Berlin. Der Lastwagen im Straßengüterverkehr verursacht bezogen auf den Tonnenkilometer mehr als doppelt so hohe externe Kosten wie Eisenbahn oder Binnenschiff. Zu diesem Ergebnis kommt das Schweizer Beratungsunternehmen Infras in einer Studie für die Allianz pro Schiene, die am Montag in Berlin vorgestellt wurde. Während der Lkw 4,46 Cent pro Tonnenkilometer an ungedeckten Folgekosten verursacht, sind es beim Binnenschiff nur 2,19 Cent und im Schienengüterverkehr sogar nur 2,04 Cent pro Tonnenkilometer.
Für die einzelnen Kostensätze griffen die Studienautoren auf Daten des Umweltbundesamts sowie der Europäischen Kommission zurück. Sie ermittelten die externen Kosten, die unter anderem durch Lärm, Natur- und Landschaftsschäden, Klimafolgen sowie Unfälle entstehen. Größter Kostenblock beim Lkw sind demnach die Klimafolgen, gefolgt von vor- und nachgelagerten Prozessen. Dazu gehören die Herstellung und Verschrottung des Fahrzeugs und der Straßen sowie die Produktion des Kraftstoffs.
Kostentreiber bei Binnenschiff und Eisenbahn sind unterschiedlich
Das Binnenschiff schneidet in der Betrachtung der Kostentreiber bei den Luftschadstoffen zwar schlechter ab als der Lkw, steht dafür aber bei den Auswirkungen auf Natur und Landschaft am besten unter allen drei Verkehrsträgern da. Eine methodische Lücke ist, das es bisher keine Zahlen zu den Lärmkosten des Binnenschiffs gibt. Die Auseinandersetzungen mit den Hafenanwohnern zum Beispiel in Köln legen nahe, dass Lärm der Binnenschifffahrt durchaus ein Thema ist.

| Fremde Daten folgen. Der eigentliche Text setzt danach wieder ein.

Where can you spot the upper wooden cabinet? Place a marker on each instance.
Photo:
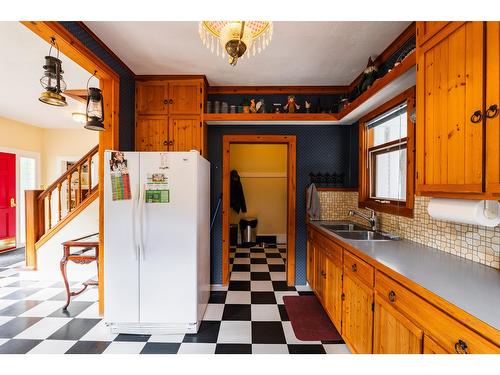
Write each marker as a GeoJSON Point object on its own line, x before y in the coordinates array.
{"type": "Point", "coordinates": [492, 105]}
{"type": "Point", "coordinates": [458, 94]}
{"type": "Point", "coordinates": [449, 93]}
{"type": "Point", "coordinates": [169, 115]}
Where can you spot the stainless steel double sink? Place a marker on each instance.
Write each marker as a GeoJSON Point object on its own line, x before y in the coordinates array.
{"type": "Point", "coordinates": [356, 232]}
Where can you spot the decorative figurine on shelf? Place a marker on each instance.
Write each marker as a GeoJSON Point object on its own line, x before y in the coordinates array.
{"type": "Point", "coordinates": [260, 106]}
{"type": "Point", "coordinates": [370, 74]}
{"type": "Point", "coordinates": [253, 108]}
{"type": "Point", "coordinates": [307, 105]}
{"type": "Point", "coordinates": [291, 106]}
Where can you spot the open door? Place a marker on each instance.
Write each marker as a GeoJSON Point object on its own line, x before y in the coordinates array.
{"type": "Point", "coordinates": [7, 201]}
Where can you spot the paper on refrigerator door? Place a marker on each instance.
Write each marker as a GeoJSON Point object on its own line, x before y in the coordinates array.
{"type": "Point", "coordinates": [120, 181]}
{"type": "Point", "coordinates": [156, 189]}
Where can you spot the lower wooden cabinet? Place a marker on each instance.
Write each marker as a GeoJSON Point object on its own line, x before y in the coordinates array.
{"type": "Point", "coordinates": [393, 333]}
{"type": "Point", "coordinates": [357, 315]}
{"type": "Point", "coordinates": [332, 298]}
{"type": "Point", "coordinates": [377, 314]}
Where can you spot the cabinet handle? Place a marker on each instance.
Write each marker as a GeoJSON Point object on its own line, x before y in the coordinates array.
{"type": "Point", "coordinates": [492, 111]}
{"type": "Point", "coordinates": [476, 117]}
{"type": "Point", "coordinates": [392, 296]}
{"type": "Point", "coordinates": [461, 347]}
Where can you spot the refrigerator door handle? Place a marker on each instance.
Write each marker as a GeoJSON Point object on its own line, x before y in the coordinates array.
{"type": "Point", "coordinates": [141, 224]}
{"type": "Point", "coordinates": [135, 202]}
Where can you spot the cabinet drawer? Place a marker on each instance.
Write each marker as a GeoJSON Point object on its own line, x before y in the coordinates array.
{"type": "Point", "coordinates": [447, 332]}
{"type": "Point", "coordinates": [358, 268]}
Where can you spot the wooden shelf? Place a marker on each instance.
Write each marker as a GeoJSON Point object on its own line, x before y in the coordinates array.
{"type": "Point", "coordinates": [269, 118]}
{"type": "Point", "coordinates": [393, 83]}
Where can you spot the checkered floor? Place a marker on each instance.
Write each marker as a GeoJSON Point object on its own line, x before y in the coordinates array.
{"type": "Point", "coordinates": [248, 317]}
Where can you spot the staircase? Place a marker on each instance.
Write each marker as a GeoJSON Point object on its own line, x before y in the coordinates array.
{"type": "Point", "coordinates": [49, 210]}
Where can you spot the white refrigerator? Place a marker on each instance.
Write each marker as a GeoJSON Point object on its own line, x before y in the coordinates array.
{"type": "Point", "coordinates": [156, 241]}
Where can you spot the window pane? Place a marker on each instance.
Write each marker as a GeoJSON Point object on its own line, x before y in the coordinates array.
{"type": "Point", "coordinates": [390, 130]}
{"type": "Point", "coordinates": [389, 175]}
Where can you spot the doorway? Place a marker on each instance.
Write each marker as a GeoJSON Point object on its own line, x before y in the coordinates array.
{"type": "Point", "coordinates": [7, 201]}
{"type": "Point", "coordinates": [290, 143]}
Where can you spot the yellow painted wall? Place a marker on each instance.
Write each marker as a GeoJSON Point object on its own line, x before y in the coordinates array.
{"type": "Point", "coordinates": [266, 197]}
{"type": "Point", "coordinates": [49, 143]}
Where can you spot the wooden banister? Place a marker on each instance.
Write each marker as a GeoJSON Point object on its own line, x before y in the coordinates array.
{"type": "Point", "coordinates": [39, 217]}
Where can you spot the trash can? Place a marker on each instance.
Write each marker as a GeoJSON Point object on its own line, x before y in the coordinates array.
{"type": "Point", "coordinates": [248, 228]}
{"type": "Point", "coordinates": [233, 235]}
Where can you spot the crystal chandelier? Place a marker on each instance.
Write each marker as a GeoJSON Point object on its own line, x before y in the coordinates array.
{"type": "Point", "coordinates": [234, 38]}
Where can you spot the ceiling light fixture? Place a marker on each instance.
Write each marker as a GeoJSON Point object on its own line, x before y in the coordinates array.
{"type": "Point", "coordinates": [52, 80]}
{"type": "Point", "coordinates": [95, 110]}
{"type": "Point", "coordinates": [236, 37]}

Der Güterverkehr per Eisenbahn steht hinsichtlich der Lärmkosten noch schlechter da als der Lkw, verursacht allerdings mit Abstand die geringsten direkten Klimakosten im Güterverkehrssektor. Allerdings ist ein Teil der Klimakosten – die Fahrstromerzeugung – unter dem Kostenblock der vor- und nachgelagerten Prozesse abgebildet. Sie sind deshalb annähernd so hoch wie beim Lkw.
Drei Güterverkehrsträger produzieren 22 Prozent der externen Verkehrskosten
In der Summe verursachen Lkw im Straßengüterverkehr laut der Studie pro Jahr rund 21,2 Milliarden Euro an externen Kosten. Hinzu kommen die statistisch schwer erfassbaren Lieferwagen mit rund 7,5 Milliarden Euro. Die externen Kosten des Schienengüterverkehrs belaufen sich auf 2,6 Milliarden Euro – davon entfällt knapp ein Zehntel auf Dieseltraktion. Die geringsten externen Kosten verursacht die Binnenschifffahrt – was auch an ihrem geringen Anteil im Modal Split liegt: Je nach methodischem Ansatz sind es zwischen 1,1 und 1,2 Milliarden Euro.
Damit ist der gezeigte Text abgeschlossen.